We have a religious scientist who concludes that she's found our creators, based on: "It's what I choose to believe".
Then we have the very same religious scientist look at an alien "head" they brought back - and she notices some strange growth on it. She then spends 2 seconds thinking and concludes that this is obviously some kind of "foreign cells" (impressive deduction, I must say) - and she decides to stimulate the cells with electricity - just to see what happens. No research - no caution - no nothing.
We have people who decide to open the door to their ship, seemingly with no thought process, despite having just faced complete chaos by extremely hostile alien forces - because one of their crew mates seems to be lying in front of the door. This while other crew mates have just been taken over by some kind of alien infestation.
Then we have the boyfriend of said religious scientist (a douche) who decides that the air in an alien environment is safe to breathe because his device tells him it is - and he immediately removes his helmet. A classic Hollywood scientist moment, and clearly there's no need to worry about biological contaminants in a place like that.
This movie is FULL of this kind of utterly implausible behavior and random decisions.
It has a couple of "for effect" gore scenes - but Scott manages to include ZERO tension along with them. As a result, they're mildly disgusting - but they have no lasting effect whatsoever.
The "aliens" that are a part of this movie all look like plastic - because of overly smooth and pale skin. They look like Lovecraft creatures without a much-needed paint-job.
We have a horribly predictable, pointless and wasted twist involving Guy Pearce and a certain other cast member.
We have an android, well-acted by Fassbender, who seems to be fully random in his decisions and motivations. Few actions made sense in any context - not to me anyway.
The music was overwrought and didn't fit with the mood of the film, and it seemed like one theme being repeated endlessly. A surprise, given Scott's usual flair for good music.

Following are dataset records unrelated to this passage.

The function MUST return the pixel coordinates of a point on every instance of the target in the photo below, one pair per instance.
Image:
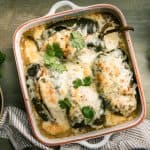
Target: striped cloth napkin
(14, 126)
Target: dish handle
(60, 4)
(95, 145)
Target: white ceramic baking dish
(75, 11)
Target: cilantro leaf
(88, 112)
(58, 51)
(76, 40)
(65, 104)
(87, 81)
(77, 83)
(52, 57)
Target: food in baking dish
(78, 75)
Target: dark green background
(16, 12)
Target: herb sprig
(52, 57)
(76, 40)
(87, 81)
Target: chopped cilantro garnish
(52, 57)
(77, 83)
(76, 40)
(86, 82)
(65, 104)
(88, 112)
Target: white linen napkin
(14, 126)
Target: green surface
(16, 12)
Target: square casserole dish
(74, 12)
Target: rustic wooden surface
(16, 12)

I think Lindelof is a complete and total hack - who only got the job because he was the "yes-man" who could match Scott's ego. This is pretty obvious in interviews - where Lindelof always manages to publicly kiss Scott's behind.

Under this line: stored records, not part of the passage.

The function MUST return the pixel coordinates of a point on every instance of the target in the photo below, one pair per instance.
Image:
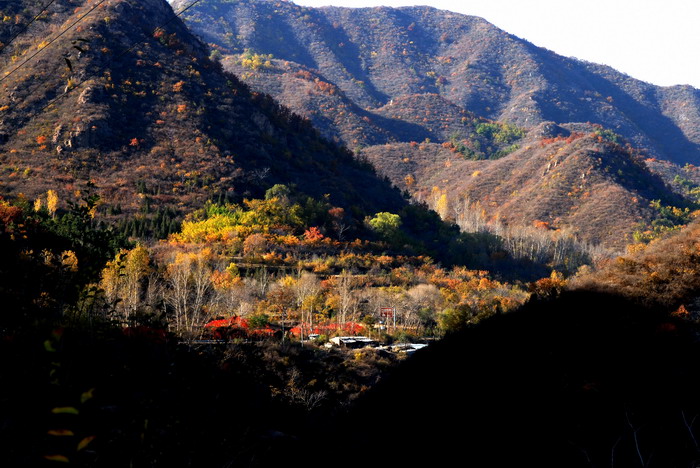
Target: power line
(28, 24)
(52, 41)
(177, 15)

1 Star for Fassbender's performance.
1 Star for the amazingly detailed visuals.
1 Star for how the above combine to form the excellent beginning.
Now, it's just a matter of leaning back - musing over a thousand different people coming up with a thousand different explanations - each being the "correct" interpretation of this deep and thought-provoking masterpiece.
Going by the IMDb rating, I can do nothing but stay mesmerized by how efficient it is to rely on the "Emperor's New Clothes" effect and let hype do the rest. Stay real Scott, Lindelof and Hollywood.